村里生產隊上工的喇叭聲響起來的時候,兩個姐姐就扔了磨棍逃也似地跑了,村東學校的鈴聲響起來時,哥哥也放下磨棍背上書包走了,一座沉重的石磨,上面放置著才推了一半的地瓜干盆子,旁邊就只剩下娘一個人了,娘沒有嘆氣,抱著磨棍自個兒推起了石磨,轉動的石磨發出一種嗡嗡的聲音,透過窗欞子飛到屋子里,我躺在床上,似乎仍在夢中,可這聲音我是再熟悉不過了,娘從沒叫醒我,即使她一個人抱著磨棍,大汗淋漓地推動著石磨。
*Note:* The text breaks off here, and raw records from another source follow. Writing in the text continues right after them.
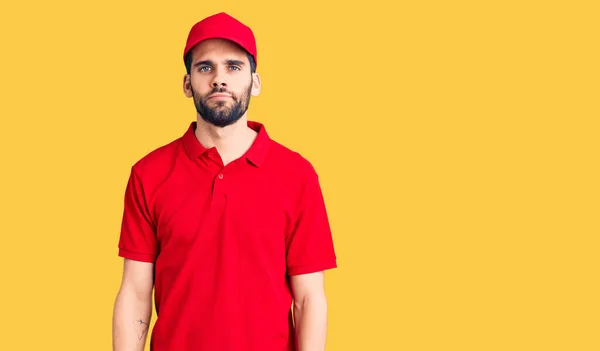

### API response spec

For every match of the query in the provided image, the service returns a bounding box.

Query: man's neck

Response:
[194,115,258,166]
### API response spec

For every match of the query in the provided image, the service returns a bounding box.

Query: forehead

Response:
[190,38,248,63]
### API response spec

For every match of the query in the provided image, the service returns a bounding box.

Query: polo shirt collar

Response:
[182,120,270,167]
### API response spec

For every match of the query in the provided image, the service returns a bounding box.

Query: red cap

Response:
[183,12,257,67]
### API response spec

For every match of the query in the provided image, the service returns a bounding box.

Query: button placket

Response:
[211,158,243,197]
[211,168,226,199]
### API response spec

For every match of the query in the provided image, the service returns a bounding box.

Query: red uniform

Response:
[118,120,337,350]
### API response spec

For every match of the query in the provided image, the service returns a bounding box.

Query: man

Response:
[112,12,338,351]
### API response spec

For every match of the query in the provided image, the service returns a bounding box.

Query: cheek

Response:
[189,74,211,90]
[190,82,210,97]
[231,78,253,94]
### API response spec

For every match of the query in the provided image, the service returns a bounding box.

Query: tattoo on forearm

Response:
[133,319,150,341]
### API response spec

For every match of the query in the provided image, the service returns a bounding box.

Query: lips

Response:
[208,93,232,100]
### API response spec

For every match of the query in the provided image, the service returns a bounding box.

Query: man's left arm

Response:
[290,271,329,351]
[286,164,338,350]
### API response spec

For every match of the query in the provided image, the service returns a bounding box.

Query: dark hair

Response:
[185,50,256,75]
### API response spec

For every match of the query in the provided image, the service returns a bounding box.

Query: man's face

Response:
[184,38,259,128]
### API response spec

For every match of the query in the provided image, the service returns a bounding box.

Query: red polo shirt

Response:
[117,120,337,351]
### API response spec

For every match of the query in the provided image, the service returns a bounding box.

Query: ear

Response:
[183,74,193,98]
[251,72,261,97]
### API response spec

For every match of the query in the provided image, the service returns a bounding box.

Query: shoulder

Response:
[127,135,184,191]
[266,138,319,180]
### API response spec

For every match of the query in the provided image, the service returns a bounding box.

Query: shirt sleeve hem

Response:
[118,248,157,263]
[287,259,337,276]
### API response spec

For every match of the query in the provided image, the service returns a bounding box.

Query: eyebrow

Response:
[225,59,245,66]
[193,59,246,68]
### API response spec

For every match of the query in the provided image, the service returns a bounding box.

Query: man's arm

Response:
[290,271,329,351]
[112,258,155,351]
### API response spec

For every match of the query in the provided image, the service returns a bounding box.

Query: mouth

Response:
[208,93,232,100]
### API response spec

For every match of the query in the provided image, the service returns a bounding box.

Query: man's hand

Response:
[290,271,329,351]
[112,258,154,351]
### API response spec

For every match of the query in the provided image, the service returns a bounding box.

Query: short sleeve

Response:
[117,167,158,263]
[286,168,337,276]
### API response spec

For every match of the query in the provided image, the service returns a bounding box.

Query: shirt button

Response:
[218,174,224,179]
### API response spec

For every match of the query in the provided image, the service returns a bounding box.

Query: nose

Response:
[212,79,226,88]
[211,71,227,88]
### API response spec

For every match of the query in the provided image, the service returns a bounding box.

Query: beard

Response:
[192,80,253,128]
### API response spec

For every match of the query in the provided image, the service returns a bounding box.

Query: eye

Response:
[229,66,241,71]
[198,66,211,72]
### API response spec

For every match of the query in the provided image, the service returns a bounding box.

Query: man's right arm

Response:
[112,258,155,351]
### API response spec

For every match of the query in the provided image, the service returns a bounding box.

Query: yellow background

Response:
[0,0,598,350]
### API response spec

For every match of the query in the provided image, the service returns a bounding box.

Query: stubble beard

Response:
[192,81,253,128]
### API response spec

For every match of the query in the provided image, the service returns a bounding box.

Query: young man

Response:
[112,12,338,351]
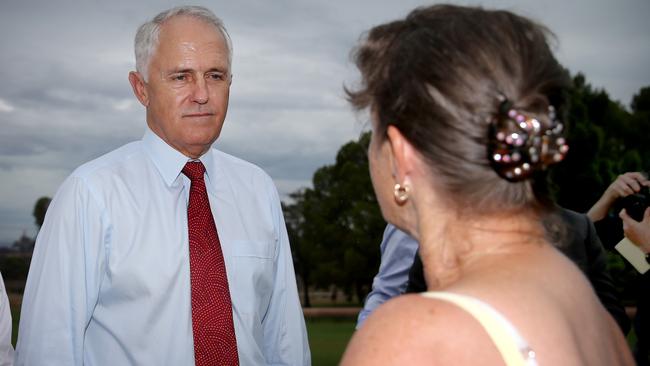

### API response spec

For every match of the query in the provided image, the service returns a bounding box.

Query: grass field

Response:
[306,318,356,366]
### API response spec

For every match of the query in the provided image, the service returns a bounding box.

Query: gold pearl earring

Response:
[393,183,410,204]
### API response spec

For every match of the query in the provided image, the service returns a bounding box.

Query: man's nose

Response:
[191,78,209,104]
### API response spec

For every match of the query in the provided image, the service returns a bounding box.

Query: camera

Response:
[619,185,650,222]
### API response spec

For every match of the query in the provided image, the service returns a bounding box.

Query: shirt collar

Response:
[142,127,215,187]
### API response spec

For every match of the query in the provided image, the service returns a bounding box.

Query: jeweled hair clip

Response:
[488,100,569,182]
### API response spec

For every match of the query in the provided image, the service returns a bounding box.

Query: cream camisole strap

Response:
[420,291,538,366]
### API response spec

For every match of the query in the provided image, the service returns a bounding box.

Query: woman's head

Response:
[348,5,570,221]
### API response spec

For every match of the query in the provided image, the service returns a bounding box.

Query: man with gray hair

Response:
[15,6,310,365]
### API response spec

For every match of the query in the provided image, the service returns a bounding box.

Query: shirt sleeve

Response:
[261,180,311,365]
[356,224,419,328]
[0,272,14,366]
[14,176,107,365]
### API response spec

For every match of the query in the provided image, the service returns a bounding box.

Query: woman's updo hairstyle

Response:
[347,4,571,217]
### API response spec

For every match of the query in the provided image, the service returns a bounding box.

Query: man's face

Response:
[137,16,231,158]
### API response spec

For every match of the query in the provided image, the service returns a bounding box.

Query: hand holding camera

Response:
[587,172,650,222]
[615,175,650,253]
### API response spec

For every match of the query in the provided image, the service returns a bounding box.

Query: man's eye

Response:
[207,73,223,80]
[172,74,188,81]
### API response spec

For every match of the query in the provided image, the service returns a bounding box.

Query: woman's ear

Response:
[386,125,416,184]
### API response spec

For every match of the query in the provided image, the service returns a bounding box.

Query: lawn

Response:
[306,318,356,366]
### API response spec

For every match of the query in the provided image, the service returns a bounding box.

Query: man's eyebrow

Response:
[167,68,195,75]
[166,67,228,75]
[206,67,228,73]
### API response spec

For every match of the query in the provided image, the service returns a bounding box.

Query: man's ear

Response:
[386,125,416,184]
[128,71,149,107]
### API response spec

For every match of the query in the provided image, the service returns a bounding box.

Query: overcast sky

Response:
[0,0,648,245]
娘一個人推完了一大盆子煎餅糊糊,從磨道里收拾起來,還得到鍋屋的灶壙子上放下鏊子,烙煎餅。有時大奶奶或奶奶過來替她往灶壙里燒火,將風箱拉得呼扇呼扇地響,濃濃的煙霧彌漫了鍋屋,她讓這濃煙淹得眼淚都要流出來了,還得將糊糊抱在手里往燒熱了的鏊子上滾,糊糊在她的手里滾動著,乳白色的蒸氣伴隨著咝咝的聲音從鏊子上升騰起來,很快煎餅就在鏊子上翹起了邊,娘用鐵鏟子順勢一搶,再用兩手一揭,一張煎餅就脫鏊子而起了。
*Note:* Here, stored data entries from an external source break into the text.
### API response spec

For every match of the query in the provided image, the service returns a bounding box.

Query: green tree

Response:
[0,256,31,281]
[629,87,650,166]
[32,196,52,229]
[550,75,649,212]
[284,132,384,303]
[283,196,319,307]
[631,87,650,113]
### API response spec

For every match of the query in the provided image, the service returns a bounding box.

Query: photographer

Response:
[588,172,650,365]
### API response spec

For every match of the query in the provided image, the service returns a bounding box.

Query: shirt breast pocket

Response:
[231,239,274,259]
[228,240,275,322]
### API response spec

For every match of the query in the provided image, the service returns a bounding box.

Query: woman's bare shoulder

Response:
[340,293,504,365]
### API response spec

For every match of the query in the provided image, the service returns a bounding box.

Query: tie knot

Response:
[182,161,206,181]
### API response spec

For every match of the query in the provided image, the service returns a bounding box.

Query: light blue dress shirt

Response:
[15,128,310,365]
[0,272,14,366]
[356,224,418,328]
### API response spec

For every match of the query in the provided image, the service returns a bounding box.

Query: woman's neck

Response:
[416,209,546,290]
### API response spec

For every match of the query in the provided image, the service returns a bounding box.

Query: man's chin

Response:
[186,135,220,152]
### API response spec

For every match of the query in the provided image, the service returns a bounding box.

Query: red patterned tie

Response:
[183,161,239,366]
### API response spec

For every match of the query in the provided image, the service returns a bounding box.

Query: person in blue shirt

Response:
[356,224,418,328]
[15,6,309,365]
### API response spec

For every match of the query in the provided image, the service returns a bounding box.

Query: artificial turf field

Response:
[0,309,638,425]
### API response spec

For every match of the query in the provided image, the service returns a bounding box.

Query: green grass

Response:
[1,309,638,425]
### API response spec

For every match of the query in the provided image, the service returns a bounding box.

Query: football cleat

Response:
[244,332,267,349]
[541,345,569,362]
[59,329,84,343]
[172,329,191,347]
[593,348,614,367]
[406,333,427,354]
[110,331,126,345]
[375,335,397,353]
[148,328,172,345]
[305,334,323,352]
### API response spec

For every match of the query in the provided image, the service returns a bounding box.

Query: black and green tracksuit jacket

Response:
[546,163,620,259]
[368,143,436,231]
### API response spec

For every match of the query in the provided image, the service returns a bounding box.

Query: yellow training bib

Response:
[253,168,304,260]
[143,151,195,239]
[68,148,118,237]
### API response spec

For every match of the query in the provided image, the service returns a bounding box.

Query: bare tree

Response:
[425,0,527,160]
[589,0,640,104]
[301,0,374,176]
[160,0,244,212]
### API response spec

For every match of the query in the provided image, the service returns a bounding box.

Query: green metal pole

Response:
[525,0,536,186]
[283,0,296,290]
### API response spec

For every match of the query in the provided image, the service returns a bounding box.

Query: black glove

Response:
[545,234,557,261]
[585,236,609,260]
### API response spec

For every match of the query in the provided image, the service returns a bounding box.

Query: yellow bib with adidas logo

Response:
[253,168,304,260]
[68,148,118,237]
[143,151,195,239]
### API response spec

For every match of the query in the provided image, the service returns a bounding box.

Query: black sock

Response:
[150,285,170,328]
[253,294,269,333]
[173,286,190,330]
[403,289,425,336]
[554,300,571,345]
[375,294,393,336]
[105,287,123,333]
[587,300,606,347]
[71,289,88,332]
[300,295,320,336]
很多時候,整個烙煎餅的過程,都是娘一個人完成的,兩個奶奶年老體弱,加上鍋屋里煙霧濃厚,經不得熏熗,燒一陣子火身體就不支了,她就一邊烙煎餅,一邊往灶壙時添草,還要將火燒均勻,烙完時不是日掛東南,就是夜間七八點鐘。父親、姐姐收工回來或哥哥放學回家,見飯沒做好,有時沒有好聲氣,娘總是說,這是烙煎餅啊,這是烙煎餅啊。說著就急忙用盆子里的糊糊往鍋里一放,添上些水,一攪拌,讓二姐或三姐燒開,然后讓他們喝著這樣的糊糊水,吃新煎餅,一頓飯就這樣湊合了。

娘看著吃完了飯還沒涮的飯筷碟子和空空的煎餅糊糊盆子,還有一大蓋墊香噴噴的煎餅,沒有去想那些不好的聲氣,只顧涮碗筷和盆子,心想又能夠一家人幾天吃的了。

 

4

 

娘屬豬,可能是這個緣故,她特別喜歡喂養豬,可更重要的應該是因為豬能吃掉剩飯,能攢糞掙工分,喂養一年后還能換回二三百元錢。娘每年春上都讓父親去鎮子的集市上買兩頭豬崽,經過四個季節的喂養,到年底每頭豬就能長到將近二百斤,趕上春節能賣上個好價錢。

我家的房子蓋在村子的最后邊,豬欄就安在我家后邊的二磴崖上,順我家的大門口往東走,經過一條東向的胡同,然后往北拐,是一條南北向的街,走不遠就是一個下坡,在下坡處往西拐,沿我家房子后墻跟有一條狹窄的小徑,小徑下面就是二磴崖,那兒建了很多豬欄,并排著一長溜,我家的豬欄就在這些豬欄的中間。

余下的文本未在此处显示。